Salmah Muslimah - detikNews
Jakarta - Mahkamah Konstitusi (MK) menggelar sidang
gugatan UU Peradilan Anak dengan agenda mendengarkan keterangan ahli.
Guru Besar Universitas Padjajaran (Unpadj) Bandung, Prof Romli
Atmasasmita mengatakan UU tersebut bertentangan dengan konvensi kode
etik hakim internasional atau dikenal Bangalore Principles.
Menurutnya,
UU No 12/2012 tentang Sistem Peradilan Anak (SPPA) dianggap sejalan
dengan ketentuan konvensi anak. Namun konveksi anak hanya bersifat
regulatif semata.
"Tidak ada satupun ketentuan konvensi tersebut
yang mewajibkan setiap negara untuk menjatuhkan sanksi pidana terhadap
aparatur hukum yang telah melaksanakan kewajiban memberikan perlindungan
terhadap anak yang melakukan tindak pidana," kata Romli saat memberikan
keterangan ahli di ruang sidang MK, Jalan Medan Merdeka Barat, Jakarta,
Rabu (9/1/2012).
Romli mengatakan, konvensi hanya meletakan
kewajiban setiap negara untuk menyusun UU nasional sesuai dengan maksud
dan tujuan serta konsisten dengan konvensi tersebut. Dalam konteks ini
maka implementasi setiap konvensi internasional termasuk Konvensi Hak
Anak dan kesepakatan internasional lainnya tidak boleh bertentangan
dengan ketentuan konvensi internasional.
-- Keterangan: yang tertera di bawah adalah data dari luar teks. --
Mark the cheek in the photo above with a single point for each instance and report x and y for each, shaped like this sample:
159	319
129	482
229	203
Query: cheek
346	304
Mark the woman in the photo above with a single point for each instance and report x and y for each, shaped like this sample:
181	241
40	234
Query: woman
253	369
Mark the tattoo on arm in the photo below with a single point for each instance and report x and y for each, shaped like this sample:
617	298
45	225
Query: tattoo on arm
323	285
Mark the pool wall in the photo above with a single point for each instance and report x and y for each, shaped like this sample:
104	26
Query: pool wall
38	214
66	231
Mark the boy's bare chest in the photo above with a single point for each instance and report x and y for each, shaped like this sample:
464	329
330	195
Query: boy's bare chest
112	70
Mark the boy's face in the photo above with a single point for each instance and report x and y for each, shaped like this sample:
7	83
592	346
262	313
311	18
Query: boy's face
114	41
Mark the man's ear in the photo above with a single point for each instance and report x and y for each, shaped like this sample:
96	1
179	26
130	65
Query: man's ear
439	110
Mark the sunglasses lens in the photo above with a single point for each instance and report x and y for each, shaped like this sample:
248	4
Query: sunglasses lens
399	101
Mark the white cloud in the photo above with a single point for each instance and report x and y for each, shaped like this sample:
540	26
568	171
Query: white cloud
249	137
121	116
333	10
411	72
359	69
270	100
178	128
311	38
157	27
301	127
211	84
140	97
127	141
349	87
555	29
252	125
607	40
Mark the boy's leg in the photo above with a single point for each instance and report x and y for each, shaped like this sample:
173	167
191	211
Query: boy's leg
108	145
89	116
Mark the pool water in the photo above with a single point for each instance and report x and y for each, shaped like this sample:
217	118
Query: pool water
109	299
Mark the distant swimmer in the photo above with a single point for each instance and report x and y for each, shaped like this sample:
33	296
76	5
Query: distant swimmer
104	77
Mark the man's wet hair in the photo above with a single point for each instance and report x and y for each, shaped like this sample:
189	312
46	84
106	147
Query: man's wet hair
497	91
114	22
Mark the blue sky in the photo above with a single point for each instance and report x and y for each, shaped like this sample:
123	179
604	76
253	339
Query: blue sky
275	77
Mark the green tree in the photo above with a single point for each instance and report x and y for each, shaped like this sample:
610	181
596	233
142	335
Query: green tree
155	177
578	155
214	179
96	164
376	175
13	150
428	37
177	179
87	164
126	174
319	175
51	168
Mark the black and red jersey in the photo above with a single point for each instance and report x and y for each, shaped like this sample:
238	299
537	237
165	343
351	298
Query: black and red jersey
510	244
Salah satunya seperti Bangalore
Principles.
"Hasil kesepakatan konvensi Bangalore tidak ada sama
sekali berkehendak untuk memberikan ancaman hukuman atau sanksi pidana
terhadap pelaku kekuasaan kehakiman termasuk hakim kecuali sanksi
pelaggaran kode etik," ucap Romli.
Bangalore Principles berisi
enam prinsip penting yang menjadi kode etik dan perilaku hakim di dunia
yang dihasilkan dalam konperensi internasional di Bangalore pada tahun
2001. Keenam prinsip yang disepakati itu yaitu independensi (independence), ketidakberpihakan (impartiality), integritas (integrity), kepantasan dan sopan santun (propriety), kesetaraan (equality), kecakapan dan keseksamaan (competence and diligence).
Sebelumnya,
para hakim mengajukan judicial review UU No 11/2012 karena merasa UU
tersebut bisa mengkriminalisasi hakim. Sebab, salah satu pasal di UU
tersebut, memuat sanksi penjara dan denda senilai ratusan juta rupiah,
jika para hakim berbuat kesalahan dalam dunia peradilan anak.